Das war ein ziemlicher Paukenschlag. Zweifellos. Der russisch-orthodoxe Patriarch Kyrill I. wird nicht am Weltreligionen-Kongress Mitte September in Kasachstan teilnehmen. Damit kommt es bei der interreligiösen Konferenz nicht zu der erhofften Begegnung von Papst Franziskus mit dem russisch-orthodoxen Kirchenoberhaupt, über die seit Wochen spekuliert wurde.

«Schwer zu sagen»

Die offizielle Begründung Moskaus für die Absage lautet: Ein Treffen zwischen Papst und Patriarch können wegen dessen besonderer Bedeutung «nicht am Rande» einer anderen Veranstaltung stattfinden. Ist das eine faule Ausrede oder was steckt wirklich dahinter?

Regina Elsner ist wissenschaftliche Mitarbeiterin am ZOiS in Berlin. Sie kennt sich in der Russischen Orthodoxie bestens aus.
Regina Elsner ist wissenschaftliche Mitarbeiterin am ZOiS in Berlin. Sie kennt sich in der Russischen Orthodoxie bestens aus.
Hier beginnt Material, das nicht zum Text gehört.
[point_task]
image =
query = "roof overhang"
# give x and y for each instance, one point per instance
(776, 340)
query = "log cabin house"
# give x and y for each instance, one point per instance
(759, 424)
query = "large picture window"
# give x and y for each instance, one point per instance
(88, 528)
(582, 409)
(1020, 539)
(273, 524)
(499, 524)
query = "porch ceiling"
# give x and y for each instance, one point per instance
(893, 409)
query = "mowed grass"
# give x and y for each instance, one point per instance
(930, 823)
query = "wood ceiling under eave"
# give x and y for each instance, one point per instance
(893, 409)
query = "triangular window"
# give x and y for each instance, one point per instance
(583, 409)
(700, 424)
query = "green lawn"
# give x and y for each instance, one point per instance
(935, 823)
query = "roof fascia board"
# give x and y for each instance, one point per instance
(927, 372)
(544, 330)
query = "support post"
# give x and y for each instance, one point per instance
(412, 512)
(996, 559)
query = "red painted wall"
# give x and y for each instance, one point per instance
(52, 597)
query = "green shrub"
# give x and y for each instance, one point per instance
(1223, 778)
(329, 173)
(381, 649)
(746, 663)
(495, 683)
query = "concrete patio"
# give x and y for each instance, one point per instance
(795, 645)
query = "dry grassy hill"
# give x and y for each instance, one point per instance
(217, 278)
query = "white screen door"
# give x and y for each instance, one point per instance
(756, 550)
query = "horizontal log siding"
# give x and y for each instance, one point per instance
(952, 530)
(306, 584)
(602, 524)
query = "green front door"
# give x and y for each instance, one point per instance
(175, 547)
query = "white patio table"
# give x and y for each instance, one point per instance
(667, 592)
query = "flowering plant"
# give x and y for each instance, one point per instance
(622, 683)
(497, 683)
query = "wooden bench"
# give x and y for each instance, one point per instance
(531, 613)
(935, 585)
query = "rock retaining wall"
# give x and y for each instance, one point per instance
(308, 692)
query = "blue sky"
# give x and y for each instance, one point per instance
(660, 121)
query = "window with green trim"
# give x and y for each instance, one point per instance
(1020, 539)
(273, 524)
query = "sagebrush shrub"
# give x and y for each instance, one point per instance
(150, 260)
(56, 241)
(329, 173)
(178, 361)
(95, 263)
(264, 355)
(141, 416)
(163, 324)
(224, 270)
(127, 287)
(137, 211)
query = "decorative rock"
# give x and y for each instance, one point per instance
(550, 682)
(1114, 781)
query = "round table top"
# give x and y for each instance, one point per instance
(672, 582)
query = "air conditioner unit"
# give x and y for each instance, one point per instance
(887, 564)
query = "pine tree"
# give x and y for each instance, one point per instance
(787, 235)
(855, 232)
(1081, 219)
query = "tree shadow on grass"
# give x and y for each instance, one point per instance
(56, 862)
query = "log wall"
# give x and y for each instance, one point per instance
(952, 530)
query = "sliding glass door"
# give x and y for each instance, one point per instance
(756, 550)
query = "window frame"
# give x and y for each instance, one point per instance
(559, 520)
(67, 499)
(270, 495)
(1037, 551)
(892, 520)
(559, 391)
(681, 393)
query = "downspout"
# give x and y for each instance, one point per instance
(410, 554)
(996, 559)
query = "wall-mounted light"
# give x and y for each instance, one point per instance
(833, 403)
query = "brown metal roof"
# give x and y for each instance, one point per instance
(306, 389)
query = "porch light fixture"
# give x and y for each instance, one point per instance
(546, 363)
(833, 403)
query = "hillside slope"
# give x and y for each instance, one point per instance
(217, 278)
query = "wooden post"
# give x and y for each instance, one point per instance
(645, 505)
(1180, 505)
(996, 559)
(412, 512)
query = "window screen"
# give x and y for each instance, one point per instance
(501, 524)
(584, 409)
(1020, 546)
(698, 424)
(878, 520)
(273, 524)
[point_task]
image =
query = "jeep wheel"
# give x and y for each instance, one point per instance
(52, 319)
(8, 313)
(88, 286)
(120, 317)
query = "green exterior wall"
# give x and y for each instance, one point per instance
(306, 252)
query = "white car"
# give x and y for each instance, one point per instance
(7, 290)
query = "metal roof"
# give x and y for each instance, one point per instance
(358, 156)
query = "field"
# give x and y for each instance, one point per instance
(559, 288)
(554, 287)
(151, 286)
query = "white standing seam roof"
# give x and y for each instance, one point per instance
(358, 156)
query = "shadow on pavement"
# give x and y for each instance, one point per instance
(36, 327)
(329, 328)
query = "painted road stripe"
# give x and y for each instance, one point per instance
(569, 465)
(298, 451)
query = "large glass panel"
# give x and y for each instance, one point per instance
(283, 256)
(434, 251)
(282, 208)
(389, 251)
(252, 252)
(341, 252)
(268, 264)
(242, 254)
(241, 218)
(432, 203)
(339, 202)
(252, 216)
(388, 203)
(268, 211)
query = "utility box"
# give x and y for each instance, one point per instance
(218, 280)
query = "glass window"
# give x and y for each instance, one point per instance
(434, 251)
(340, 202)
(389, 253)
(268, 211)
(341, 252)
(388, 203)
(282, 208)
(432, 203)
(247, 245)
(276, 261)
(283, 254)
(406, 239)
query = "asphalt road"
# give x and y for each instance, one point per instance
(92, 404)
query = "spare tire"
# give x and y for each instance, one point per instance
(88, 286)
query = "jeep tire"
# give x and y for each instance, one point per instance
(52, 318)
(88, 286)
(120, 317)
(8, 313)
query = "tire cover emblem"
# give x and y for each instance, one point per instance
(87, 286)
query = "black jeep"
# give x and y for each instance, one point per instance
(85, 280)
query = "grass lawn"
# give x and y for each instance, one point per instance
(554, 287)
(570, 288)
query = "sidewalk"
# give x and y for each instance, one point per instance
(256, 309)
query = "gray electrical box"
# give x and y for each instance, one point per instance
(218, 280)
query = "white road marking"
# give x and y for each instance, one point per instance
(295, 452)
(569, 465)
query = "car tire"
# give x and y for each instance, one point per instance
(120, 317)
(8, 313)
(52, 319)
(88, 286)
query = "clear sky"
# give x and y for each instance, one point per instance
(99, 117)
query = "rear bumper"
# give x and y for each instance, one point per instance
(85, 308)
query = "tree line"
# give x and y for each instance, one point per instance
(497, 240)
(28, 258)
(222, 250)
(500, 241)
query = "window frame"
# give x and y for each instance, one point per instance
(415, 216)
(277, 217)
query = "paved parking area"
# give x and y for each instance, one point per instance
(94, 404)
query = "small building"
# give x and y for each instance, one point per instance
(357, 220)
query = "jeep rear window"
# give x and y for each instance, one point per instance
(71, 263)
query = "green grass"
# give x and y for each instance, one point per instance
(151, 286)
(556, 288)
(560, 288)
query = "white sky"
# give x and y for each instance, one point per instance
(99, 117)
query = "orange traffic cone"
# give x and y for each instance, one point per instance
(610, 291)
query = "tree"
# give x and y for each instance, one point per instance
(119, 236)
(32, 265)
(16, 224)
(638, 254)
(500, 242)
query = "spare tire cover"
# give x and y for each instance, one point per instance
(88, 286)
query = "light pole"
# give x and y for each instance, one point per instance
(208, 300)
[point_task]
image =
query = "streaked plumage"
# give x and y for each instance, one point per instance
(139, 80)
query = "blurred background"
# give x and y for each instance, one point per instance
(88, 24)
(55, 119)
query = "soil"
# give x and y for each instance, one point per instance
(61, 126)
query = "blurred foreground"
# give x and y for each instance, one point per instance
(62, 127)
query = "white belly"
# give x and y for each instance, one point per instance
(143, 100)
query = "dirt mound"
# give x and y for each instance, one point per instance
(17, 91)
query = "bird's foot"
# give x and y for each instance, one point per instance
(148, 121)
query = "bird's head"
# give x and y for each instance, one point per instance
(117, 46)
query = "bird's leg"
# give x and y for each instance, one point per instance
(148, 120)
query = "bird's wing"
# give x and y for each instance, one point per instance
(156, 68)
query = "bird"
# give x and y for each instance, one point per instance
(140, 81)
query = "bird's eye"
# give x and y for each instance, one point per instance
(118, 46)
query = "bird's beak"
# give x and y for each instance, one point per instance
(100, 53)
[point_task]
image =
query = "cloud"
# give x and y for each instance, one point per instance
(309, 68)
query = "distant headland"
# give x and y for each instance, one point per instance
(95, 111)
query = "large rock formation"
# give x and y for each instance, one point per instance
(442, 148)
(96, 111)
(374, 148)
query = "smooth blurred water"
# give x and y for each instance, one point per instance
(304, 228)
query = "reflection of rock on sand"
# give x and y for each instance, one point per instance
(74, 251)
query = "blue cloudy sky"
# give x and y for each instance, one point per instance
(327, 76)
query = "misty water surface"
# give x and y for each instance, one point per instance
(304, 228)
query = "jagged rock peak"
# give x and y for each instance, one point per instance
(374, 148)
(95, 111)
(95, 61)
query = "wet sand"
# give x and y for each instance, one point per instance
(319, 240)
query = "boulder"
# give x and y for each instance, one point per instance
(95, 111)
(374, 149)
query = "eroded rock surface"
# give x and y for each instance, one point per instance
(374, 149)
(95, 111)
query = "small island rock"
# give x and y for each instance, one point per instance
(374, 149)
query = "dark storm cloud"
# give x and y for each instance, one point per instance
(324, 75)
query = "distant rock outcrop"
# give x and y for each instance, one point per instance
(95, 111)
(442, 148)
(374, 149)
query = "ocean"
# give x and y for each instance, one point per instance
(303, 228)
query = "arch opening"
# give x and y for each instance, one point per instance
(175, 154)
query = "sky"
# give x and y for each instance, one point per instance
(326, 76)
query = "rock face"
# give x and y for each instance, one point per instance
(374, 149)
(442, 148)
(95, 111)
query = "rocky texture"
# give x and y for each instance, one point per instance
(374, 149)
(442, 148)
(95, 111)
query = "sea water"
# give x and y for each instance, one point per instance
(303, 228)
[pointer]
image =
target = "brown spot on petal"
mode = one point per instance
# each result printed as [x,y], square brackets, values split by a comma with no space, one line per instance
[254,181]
«Es ist schwer zu sagen, was die Hintergründe für die Absage sind», erklärt Regina Elsner. «Auf jeden Fall kann man die Absage Kyrills so verstehen, dass er kein Interesse hat, mit Papst Franziskus über den Krieg in der Ukraine und über einen Frieden zu sprechen.» Man könne sich auch vorstellen, dass es im Vorfeld der geplanten Reise zu keiner Übereinstimmung auf ein gemeinsames Statement gekommen sei und man deshalb gleich das ganze Treffen abgesagt habe.

Profunde Kennerin der russisch-orthodoxen Kirche

Regina Elsner ist Theologin und seit September 2017 wissenschaftliche Mitarbeiterin am Zentrum für Osteuropa und internationale Studien (ZOiS) in Berlin. Die 43-Jährige ist eine profunde Kennerin der russisch-orthodoxen Kirche. In ihren Studien befasste sie sich unter anderem mit den historischen und theologischen Aspekten der russisch-orthodoxen Kirche mit der Moderne und schloss 2016 ihre Promotion zu diesem Thema ab.

Für den Frieden in der Ukraine: Schwester Christa Haslimann zündet im April 2022 in Einsiedeln eine Kerze mit Ölzweig-Motiv.
Für den Frieden in der Ukraine: Schwester Christa Haslimann zündet im April 2022 in Einsiedeln eine Kerze mit Ölzweig-Motiv.

Einerseits ist die deutsche Wissenschaftlerin aber auch froh, dass es zu diesem Treffen zwischen Papst und Patriarch nicht kommt. «Denn man hat bislang den Eindruck gewinnen können, dass Russland den Papst stets für seine Zwecke zu instrumentalisieren versucht hat. Rom wäre wohl auch dieses Mal im Fall eines Aufeinandertreffens von Moskau vereinnahmt worden», sagt Elsner. Nach dem Motto: Der Papst trifft den Patriarchen. Der Papst steht also auf der Seite Moskaus.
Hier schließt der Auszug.